Stieltjes B, Kaufmann W E, van Zijl P C, Fredericksen K, Pearlson G D, Solaiyappan M, Mori S
Department of Radiology and Radiological Science, Johns Hopkins University School of Medicine, 720 Rutland Avenue, Baltimore, MD 21205, USA.
Neuroimage. 2001 Sep;14(3):723-35. doi: 10.1006/nimg.2001.0861.

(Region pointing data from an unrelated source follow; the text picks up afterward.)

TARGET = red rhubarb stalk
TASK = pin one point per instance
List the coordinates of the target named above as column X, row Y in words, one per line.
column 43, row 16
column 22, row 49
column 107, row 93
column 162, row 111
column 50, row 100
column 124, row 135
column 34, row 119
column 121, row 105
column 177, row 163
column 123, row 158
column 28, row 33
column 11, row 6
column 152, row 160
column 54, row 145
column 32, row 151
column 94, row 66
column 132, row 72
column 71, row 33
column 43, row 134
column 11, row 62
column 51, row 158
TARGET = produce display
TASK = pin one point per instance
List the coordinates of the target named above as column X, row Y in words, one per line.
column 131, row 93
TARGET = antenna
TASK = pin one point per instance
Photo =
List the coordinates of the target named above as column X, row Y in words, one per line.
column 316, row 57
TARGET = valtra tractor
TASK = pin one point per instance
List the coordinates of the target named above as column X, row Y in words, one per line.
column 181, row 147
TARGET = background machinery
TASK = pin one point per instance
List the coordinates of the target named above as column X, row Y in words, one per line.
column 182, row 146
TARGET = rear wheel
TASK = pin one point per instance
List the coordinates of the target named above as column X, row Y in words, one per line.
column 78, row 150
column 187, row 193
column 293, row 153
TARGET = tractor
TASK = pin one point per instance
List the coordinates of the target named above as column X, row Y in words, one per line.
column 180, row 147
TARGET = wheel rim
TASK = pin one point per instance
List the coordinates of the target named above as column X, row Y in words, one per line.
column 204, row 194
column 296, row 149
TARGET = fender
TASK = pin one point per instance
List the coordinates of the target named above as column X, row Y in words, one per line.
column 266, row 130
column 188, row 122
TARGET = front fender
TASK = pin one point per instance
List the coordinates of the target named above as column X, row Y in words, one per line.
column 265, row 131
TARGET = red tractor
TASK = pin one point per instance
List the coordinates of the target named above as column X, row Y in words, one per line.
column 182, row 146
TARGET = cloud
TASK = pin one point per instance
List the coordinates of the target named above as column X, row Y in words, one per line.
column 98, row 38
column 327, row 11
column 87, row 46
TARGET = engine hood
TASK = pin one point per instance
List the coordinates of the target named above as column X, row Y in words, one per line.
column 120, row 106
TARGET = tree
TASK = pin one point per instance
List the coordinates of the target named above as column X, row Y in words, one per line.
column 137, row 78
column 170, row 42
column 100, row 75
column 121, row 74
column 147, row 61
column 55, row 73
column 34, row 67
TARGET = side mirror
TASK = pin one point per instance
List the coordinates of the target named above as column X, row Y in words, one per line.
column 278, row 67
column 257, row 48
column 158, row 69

Diffusion tensor MRI was used to demonstrate in vivo anatomical mapping of brainstem axonal connections. It was possible to identify the corticospinal tract (CST), medial lemniscus, and the superior, medial, and inferior cerebellar peduncles. In addition, the cerebral peduncle could be subparcellated into component tracts, namely, the frontopontine tract, the CST, and the temporo-/parieto-/occipitopontine tract. Anatomical landmarks and tracking thresholds were established for each fiber and, using these standards, reproducibility of automated tracking as assessed by intra- and interrater reliability was found to be high (kappa > 0.82). Reconstructed fibers corresponded well to existing anatomical knowledge, validating the tracking. Information on the location of individual tracts was coregistered with quantitative MRI maps to automatically measure MRI parameters on a tract-by-tract basis. The results reveal that each tract has a unique spatial signature in terms of water relaxation and diffusion anisotropy.
扩散张量磁共振成像用于在体内展示脑干轴突连接的解剖图谱。能够识别皮质脊髓束(CST)、内侧丘系以及上、中、下小脑脚。此外,大脑脚可被细分为不同的纤维束,即额桥束、皮质脊髓束以及颞/顶/枕桥束。为每条纤维确定了解剖标志和追踪阈值,使用这些标准,通过评估评分者内和评分者间的可靠性发现自动追踪的可重复性很高(kappa>0.82)。重建的纤维与现有的解剖学知识高度吻合,验证了追踪结果。关于各纤维束位置的信息与定量磁共振成像图谱进行了配准,以便逐束自动测量磁共振成像参数。结果表明,每条纤维束在水弛豫和扩散各向异性方面都有独特的空间特征。